Work with data using Spark SQL

Completed

The Dataframe API is part of a Spark library named Spark SQL, which enables data analysts to use SQL expressions to query and manipulate data.

Creating database objects in the Spark catalog

The Spark catalog is a metastore for relational data objects such as views and tables. The Spark runtime can use the catalog to seamlessly integrate code written in any Spark-supported language with SQL expressions that may be more natural to some data analysts or developers.

One of the simplest ways to make data in a dataframe available for querying in the Spark catalog is to create a temporary view, as shown in the following code example:

df.createOrReplaceTempView("products_view")

A view is temporary, meaning that it's automatically deleted at the end of the current session. You can also create tables that are persisted in the catalog to define a database that can be queried using Spark SQL.

Tables are metadata structures that store their underlying data in the storage location associated with the catalog. In Microsoft Fabric, data for managed tables is stored in the Tables storage location shown in your data lake, and any tables created using Spark are listed there.

You can create an empty table by using the spark.catalog.createTable method, or you can save a dataframe as a table by using its saveAsTable method. Deleting a managed table also deletes its underlying data.

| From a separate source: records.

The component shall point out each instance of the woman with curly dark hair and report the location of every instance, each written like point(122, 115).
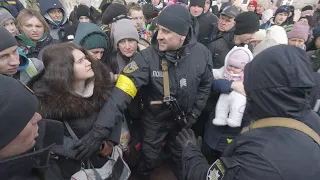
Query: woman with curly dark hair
point(73, 88)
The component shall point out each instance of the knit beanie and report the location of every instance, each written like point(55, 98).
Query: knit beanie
point(199, 3)
point(309, 7)
point(307, 13)
point(299, 30)
point(70, 32)
point(183, 2)
point(278, 34)
point(266, 15)
point(238, 57)
point(7, 40)
point(283, 9)
point(247, 22)
point(5, 15)
point(18, 106)
point(260, 35)
point(253, 3)
point(83, 10)
point(125, 29)
point(309, 19)
point(176, 18)
point(112, 12)
point(264, 3)
point(94, 41)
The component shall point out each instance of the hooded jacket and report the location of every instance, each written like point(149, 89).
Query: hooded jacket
point(84, 30)
point(274, 89)
point(190, 83)
point(80, 112)
point(95, 15)
point(270, 23)
point(37, 50)
point(222, 43)
point(118, 61)
point(29, 67)
point(57, 28)
point(206, 22)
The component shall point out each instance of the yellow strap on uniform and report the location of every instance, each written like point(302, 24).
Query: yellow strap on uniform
point(166, 85)
point(125, 84)
point(284, 122)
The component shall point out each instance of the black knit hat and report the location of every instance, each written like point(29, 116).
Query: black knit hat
point(83, 10)
point(149, 11)
point(70, 32)
point(18, 105)
point(176, 18)
point(112, 12)
point(199, 3)
point(7, 40)
point(306, 8)
point(246, 23)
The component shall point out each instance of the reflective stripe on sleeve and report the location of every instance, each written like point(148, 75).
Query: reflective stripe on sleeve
point(125, 84)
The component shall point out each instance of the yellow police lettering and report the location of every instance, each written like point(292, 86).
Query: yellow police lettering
point(125, 84)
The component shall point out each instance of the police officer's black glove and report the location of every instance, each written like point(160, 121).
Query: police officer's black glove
point(191, 120)
point(87, 146)
point(186, 137)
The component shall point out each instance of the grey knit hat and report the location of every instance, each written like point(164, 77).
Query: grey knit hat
point(124, 29)
point(5, 16)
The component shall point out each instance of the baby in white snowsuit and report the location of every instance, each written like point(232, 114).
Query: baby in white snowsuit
point(230, 107)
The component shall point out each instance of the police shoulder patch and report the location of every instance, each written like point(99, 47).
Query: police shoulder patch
point(216, 171)
point(131, 67)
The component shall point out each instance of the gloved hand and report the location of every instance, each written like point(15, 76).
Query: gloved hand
point(87, 146)
point(221, 85)
point(186, 137)
point(191, 119)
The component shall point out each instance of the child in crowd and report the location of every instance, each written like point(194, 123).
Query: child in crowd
point(230, 107)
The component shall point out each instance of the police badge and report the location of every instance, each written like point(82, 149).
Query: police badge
point(216, 171)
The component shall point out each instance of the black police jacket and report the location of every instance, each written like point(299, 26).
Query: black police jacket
point(190, 76)
point(275, 153)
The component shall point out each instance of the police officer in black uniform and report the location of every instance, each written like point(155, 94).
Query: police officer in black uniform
point(189, 68)
point(26, 139)
point(283, 141)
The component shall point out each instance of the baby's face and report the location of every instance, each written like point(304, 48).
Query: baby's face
point(234, 70)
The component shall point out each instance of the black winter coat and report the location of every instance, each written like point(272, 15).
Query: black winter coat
point(190, 74)
point(81, 114)
point(221, 44)
point(36, 52)
point(274, 89)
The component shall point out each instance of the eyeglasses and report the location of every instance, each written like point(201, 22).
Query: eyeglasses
point(127, 42)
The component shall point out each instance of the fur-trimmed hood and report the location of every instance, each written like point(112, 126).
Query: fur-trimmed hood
point(68, 106)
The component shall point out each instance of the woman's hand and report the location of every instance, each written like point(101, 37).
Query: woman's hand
point(238, 87)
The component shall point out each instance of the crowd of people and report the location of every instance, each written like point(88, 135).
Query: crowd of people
point(115, 92)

For example, the following code saves a dataframe as a new table named products:

df.write.format("delta").saveAsTable("products")

Note

The Spark catalog supports tables based on files in various formats. The preferred format in Microsoft Fabric is delta, which is the format for a relational data technology on Spark named Delta Lake. Delta tables support features commonly found in relational database systems, including transactions, versioning, and support for streaming data.

Additionally, you can create external tables by using the spark.catalog.createExternalTable method. External tables define metadata in the catalog but get their underlying data from an external storage location; typically a folder in the Files storage area of a lakehouse. Deleting an external table doesn't delete the underlying data.

Tip

You can apply the same partitioning technique to delta lake tables as discussed for parquet files in the previous unit. Partitioning tables can result in better performance when querying them.

Using the Spark SQL API to query data

You can use the Spark SQL API in code written in any language to query data in the catalog. For example, the following PySpark code uses a SQL query to return data from the products table as a dataframe.

bikes_df = spark.sql("SELECT ProductID, ProductName, ListPrice \
                      FROM products \
                      WHERE Category IN ('Mountain Bikes', 'Road Bikes')")
display(bikes_df)

The results from the code example would look similar to the following table:

ProductID ProductName ListPrice
771 Mountain-100 Silver, 38 3399.9900
839 Road-750 Black, 52 539.9900
... ... ...

Using SQL code

The previous example demonstrated how to use the Spark SQL API to embed SQL expressions in Spark code. In a notebook, you can also use the %%sql magic to run SQL code that queries objects in the catalog, like this:

%%sql

SELECT Category, COUNT(ProductID) AS ProductCount
FROM products
GROUP BY Category
ORDER BY Category

The SQL code example returns a resultset that is automatically displayed in the notebook as a table:

Category ProductCount
Bib-Shorts 3
Bike Racks 1
Bike Stands 1
... ...